Heute vor 22 Jahren: Der Torfall von Madrid

von Jean-Pascal Ostermeier | sid11:51 Uhr | 01.04.2020
Sportjournalist Marcel Reif muss improvisieren
Das Estadio Santiago Bernabeu in Madrid hat viele legendäre Fußballspiele erlebt. Aber auch ein ganz außergewöhnliches am 1. April 1998, als vor Beginn des Halbfinalduells zwischen Real Madrid und Borussia Dortmund in der Champions League ein Tor umfiel, und sich eine Handvoll Verzweifelte als Hobby-Handwerker versuchten.

Unterdessen improvisierten Günther Jauch und Marcel Reif bei der RTL-Live-Übertragung während der Wartezeit mit einer Moderations-Glanzleistung, die später unter anderem mit dem Grimme-Preis bedacht wurde.

Dass dieser 1. April 1998 in die Fußball-Geschichte eingehen sollte, war den übermütigen Real-Fans zu "verdanken". Die heißblütigsten Anhänger der Königlichen waren schon vor dem Spiel derart außer Rand und Band, dass ein Schutzzaun, an dem das Tor befestigt war, in Richtung Zuschauerränge abknickte und das Torgehäuse mit umriss.

Es folgten skurrile Szenen. Der Schiedsrichter schickte die Mannschaften zurück in die Kabine, Helfer versuchten irgendwie, das Tor zu reparieren - vergebens. Ein Ersatztor war im weltberühmten Bernabeu nicht aufzutreiben, also musste eines vom Trainingsgelände Reals her.

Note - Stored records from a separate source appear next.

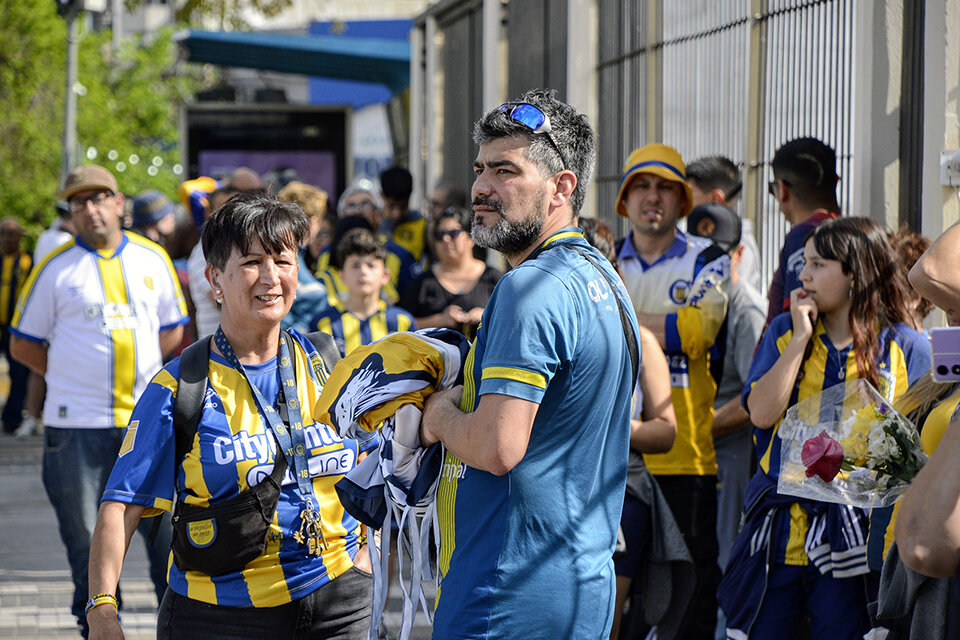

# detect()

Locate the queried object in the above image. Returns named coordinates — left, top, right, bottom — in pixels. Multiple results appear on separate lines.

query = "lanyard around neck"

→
left=213, top=327, right=313, bottom=506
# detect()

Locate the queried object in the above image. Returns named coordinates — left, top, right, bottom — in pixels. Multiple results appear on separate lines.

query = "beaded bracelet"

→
left=83, top=593, right=119, bottom=615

Mit einem Kastenwagen und unter Mithilfe der Fans konnte das Tor dann schließlich beschafft werden, das Spiel begann mit 76-minütiger Verspätung. Real gewann mit Trainer Jupp Heynckes 2:0, ein paar Wochen später gelang der Mannschaft von "Don Jupp" der Sieg in der Königsklasse.

Jauch und Reif liefen während der Unterbrechung zur journalistischen Höchstform auf. Es fielen Sätze wie "Noch nie hätte ein Tor einem Spiel so gutgetan" (Reif) oder auch "Das erste Tor ist schon gefallen" (Jauch).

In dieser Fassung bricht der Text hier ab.